The annual WIGJ conference focuses on this exact issue – it offers workshops, hosts talks and an award ceremony all with the intent to recognise and honour women in the games industry. In general, the point of the conference is to offer a platform for women in games.
Despite this, the best presenter award was given to a man – James Banks to be precise. Normally, this wouldn’t be an issue at all, however given the organisation that hosts this event as well as its mission, it’s certainly a questionable decision.
What really upset people though wasn’t the fact that so many great female presenters were ignored in favour of one male one, it’s the specific choice that was made as well. According to a Tweet from one of the organisers, James got the award because of the support he gives to female esports – for what it’s worth, that wouldn’t be a bad thing, were it not for two things:
Firstly, there is a separate award for this exact purpose, the Advocacy Award, but James Banks himself has made some very concerning comments before that suggest he isn’t a great choice for any award at this event, much less this one.
This is a now deleted tweet from Banks an it is only one of many questionable comments from him. Also deleted, a 2017 tweet saw him say that he wanted popular shooter game CS:GO ‘made great again’ and he also asked players to ‘stop arguing/pratting about with mix (sic) teams and acting like girls’.
Every single one of these comments alone would be reason enough to pass him over for an award that’s essentially earmarked for women anyway, but coupled all together, they paint a very unpleasant picture.

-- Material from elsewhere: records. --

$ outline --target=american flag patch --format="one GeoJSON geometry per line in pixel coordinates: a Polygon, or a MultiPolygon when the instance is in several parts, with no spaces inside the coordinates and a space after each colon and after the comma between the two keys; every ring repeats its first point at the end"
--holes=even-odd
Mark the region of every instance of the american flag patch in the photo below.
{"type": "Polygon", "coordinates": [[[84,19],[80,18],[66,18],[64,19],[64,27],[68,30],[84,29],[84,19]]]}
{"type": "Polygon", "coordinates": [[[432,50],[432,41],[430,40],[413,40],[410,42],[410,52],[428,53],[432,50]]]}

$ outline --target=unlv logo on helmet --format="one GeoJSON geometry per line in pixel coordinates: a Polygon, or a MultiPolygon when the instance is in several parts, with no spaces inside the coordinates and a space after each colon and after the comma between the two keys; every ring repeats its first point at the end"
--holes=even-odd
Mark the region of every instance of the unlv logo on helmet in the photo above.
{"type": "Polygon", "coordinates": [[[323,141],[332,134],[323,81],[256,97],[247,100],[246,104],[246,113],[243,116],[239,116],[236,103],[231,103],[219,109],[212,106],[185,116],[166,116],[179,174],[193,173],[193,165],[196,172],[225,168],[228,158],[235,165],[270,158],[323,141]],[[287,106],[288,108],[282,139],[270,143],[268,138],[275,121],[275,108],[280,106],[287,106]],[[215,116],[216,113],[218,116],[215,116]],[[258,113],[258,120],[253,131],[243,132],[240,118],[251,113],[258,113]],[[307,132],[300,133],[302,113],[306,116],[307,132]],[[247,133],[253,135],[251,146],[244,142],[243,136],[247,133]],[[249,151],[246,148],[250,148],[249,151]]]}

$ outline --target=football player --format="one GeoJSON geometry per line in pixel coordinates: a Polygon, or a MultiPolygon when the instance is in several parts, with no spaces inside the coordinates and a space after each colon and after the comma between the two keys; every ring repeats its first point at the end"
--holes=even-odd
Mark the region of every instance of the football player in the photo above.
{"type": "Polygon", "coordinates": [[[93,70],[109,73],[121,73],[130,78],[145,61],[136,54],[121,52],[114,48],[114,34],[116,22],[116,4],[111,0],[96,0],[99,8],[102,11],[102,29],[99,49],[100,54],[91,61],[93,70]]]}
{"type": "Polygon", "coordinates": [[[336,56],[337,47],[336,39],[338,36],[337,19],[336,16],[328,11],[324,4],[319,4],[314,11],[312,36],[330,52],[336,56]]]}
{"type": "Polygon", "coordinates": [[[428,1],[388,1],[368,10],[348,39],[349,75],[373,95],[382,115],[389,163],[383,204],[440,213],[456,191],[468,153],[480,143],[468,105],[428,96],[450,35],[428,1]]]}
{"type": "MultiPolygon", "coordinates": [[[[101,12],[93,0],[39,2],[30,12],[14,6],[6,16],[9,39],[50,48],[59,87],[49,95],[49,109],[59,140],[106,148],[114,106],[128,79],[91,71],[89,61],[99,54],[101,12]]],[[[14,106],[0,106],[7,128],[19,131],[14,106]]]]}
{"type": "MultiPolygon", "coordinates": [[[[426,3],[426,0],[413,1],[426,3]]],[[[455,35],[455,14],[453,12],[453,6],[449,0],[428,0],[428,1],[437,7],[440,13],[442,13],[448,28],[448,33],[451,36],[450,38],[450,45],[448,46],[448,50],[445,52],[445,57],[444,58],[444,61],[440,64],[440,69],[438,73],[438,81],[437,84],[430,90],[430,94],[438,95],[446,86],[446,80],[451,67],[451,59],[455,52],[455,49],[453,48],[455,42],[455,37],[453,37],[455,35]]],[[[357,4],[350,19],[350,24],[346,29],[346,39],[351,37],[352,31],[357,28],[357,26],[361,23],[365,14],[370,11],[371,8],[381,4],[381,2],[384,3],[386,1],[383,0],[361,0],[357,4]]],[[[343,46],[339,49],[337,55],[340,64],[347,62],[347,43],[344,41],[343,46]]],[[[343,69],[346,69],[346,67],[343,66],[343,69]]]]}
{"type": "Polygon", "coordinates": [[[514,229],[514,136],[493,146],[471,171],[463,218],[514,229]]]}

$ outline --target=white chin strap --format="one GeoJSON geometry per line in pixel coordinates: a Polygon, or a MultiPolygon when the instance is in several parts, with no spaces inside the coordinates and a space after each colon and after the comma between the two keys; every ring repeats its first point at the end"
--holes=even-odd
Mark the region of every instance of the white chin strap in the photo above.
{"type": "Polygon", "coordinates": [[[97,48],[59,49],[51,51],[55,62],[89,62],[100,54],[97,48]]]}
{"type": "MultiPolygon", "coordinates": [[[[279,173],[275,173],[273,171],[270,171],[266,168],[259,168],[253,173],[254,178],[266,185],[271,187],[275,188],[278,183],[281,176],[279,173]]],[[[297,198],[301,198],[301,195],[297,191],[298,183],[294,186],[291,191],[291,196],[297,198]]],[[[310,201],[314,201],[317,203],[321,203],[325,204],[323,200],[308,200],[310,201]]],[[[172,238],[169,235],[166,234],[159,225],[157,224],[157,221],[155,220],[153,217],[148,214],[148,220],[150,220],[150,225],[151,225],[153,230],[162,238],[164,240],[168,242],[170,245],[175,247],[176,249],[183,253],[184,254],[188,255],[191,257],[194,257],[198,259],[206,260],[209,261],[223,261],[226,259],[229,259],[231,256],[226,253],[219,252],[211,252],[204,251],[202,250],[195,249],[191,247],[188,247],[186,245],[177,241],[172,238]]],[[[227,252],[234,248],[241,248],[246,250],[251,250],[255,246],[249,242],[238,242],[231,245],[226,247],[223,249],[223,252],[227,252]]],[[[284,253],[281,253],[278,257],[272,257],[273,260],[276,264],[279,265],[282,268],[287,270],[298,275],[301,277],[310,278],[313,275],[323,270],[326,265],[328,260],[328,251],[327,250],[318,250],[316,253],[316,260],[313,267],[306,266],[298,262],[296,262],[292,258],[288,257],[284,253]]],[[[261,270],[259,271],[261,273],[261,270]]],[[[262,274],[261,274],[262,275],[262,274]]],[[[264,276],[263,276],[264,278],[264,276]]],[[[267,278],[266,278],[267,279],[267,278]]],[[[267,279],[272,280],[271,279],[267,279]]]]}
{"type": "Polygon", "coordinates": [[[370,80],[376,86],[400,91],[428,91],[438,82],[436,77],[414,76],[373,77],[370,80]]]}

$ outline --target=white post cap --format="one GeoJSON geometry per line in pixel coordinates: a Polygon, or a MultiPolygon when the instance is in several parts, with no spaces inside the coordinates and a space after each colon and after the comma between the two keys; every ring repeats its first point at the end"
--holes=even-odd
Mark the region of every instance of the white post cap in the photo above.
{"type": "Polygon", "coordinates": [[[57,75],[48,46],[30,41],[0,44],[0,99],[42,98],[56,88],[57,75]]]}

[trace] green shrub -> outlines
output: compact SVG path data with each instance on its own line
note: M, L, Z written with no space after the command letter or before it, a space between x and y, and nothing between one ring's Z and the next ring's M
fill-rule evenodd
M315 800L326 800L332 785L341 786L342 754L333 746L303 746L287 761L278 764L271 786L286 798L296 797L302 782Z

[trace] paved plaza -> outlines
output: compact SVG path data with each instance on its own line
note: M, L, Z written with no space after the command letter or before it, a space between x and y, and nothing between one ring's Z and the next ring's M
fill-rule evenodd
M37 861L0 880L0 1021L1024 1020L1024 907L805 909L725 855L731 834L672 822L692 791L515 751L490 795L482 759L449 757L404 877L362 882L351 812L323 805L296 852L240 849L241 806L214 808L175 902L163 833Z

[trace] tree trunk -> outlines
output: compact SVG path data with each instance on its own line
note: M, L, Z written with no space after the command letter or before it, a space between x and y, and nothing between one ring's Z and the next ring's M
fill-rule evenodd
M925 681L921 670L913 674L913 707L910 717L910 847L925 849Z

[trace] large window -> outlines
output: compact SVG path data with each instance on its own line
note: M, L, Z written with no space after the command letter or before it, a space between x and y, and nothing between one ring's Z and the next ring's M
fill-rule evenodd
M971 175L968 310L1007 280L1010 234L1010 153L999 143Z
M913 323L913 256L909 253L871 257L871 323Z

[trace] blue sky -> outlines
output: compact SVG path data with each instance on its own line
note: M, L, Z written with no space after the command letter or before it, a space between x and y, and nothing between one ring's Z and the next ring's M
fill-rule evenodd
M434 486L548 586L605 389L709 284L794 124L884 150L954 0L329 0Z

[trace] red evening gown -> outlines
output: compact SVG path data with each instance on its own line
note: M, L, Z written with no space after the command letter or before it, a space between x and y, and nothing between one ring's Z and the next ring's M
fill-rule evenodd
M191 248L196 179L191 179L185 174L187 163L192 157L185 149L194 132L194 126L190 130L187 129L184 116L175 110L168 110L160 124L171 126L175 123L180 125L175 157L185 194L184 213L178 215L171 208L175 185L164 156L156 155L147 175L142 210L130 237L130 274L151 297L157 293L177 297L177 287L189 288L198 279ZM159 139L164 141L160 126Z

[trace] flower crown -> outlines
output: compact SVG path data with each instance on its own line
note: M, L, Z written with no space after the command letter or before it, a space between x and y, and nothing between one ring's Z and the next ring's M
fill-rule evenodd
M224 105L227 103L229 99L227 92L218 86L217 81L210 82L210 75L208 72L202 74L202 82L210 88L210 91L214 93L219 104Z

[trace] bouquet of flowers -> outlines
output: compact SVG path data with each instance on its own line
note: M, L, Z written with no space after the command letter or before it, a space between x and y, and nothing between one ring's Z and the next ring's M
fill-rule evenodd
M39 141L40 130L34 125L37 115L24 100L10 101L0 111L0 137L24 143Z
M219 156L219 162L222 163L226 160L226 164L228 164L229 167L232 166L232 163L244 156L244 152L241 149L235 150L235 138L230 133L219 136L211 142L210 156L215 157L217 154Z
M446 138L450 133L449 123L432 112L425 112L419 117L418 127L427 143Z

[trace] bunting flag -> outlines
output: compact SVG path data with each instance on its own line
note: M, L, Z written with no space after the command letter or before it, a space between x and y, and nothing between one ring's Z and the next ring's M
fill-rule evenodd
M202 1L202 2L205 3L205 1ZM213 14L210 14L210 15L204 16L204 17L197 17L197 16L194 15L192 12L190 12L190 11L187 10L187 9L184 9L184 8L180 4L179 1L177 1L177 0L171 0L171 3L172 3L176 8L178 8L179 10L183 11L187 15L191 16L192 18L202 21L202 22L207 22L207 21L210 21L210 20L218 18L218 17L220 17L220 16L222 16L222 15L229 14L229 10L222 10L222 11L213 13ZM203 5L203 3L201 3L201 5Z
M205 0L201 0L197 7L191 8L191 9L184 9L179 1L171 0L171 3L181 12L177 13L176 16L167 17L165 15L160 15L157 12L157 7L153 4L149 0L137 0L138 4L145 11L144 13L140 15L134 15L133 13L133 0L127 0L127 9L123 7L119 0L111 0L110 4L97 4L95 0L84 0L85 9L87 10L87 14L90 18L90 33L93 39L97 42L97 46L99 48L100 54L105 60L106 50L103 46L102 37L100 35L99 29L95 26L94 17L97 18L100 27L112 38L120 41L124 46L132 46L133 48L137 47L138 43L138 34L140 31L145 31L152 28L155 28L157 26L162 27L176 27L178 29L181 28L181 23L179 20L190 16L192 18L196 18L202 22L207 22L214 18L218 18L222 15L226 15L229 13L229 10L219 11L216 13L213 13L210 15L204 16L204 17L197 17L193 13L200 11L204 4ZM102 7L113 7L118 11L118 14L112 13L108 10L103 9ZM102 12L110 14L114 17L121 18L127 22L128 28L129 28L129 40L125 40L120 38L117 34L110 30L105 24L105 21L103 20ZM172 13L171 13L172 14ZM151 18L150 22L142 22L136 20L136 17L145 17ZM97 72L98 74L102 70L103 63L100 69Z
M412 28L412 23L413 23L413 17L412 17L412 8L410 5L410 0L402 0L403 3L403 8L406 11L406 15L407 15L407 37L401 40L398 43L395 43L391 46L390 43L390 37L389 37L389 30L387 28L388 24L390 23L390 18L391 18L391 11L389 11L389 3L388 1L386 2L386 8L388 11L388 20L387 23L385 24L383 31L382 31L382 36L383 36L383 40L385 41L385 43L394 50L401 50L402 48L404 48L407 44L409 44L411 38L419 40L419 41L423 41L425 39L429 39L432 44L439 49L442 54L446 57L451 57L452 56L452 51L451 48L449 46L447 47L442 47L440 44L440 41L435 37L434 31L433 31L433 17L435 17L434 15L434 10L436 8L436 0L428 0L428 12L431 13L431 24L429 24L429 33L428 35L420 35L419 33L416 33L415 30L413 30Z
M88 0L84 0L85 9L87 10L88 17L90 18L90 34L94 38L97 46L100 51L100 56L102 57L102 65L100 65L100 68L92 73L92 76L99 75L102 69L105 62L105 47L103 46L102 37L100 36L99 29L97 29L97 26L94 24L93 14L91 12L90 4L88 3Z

Now while it may be easy to assume that these comments are from a man who has changed his ways, even August this year Banks made a questionable comment: In reference to popular streamer Ninja refusing to stream with women, Banks said: ‘He gave a very valid reason why he doesn’t stream with women and the feminists went mental lol.’ Opinions on Ninja’s decision aside, Banks comment was rather tactless.
When questioned about these issues, Banks said ‘I can do better.’ He probably could have, but there is more: “The language I used was childish, and never intended to be anti-feminist, though I can understand the impression that they have created. I sincerely apologise for any offence I may have caused. Having worked alongside incredible women in the space, I have always been a champion of women in esports both in-game and in-business, which shall continue. Esports as a whole is better off being more inclusive.”
While that all sounds pretty enough, it doesn’t exactly excuse the comments either. Attendants of the conference as well as other interested parties felt there were women that deserved the award more based on merit alone, if not also because they did not make such disparaging comments next to their efforts to promote women in esports.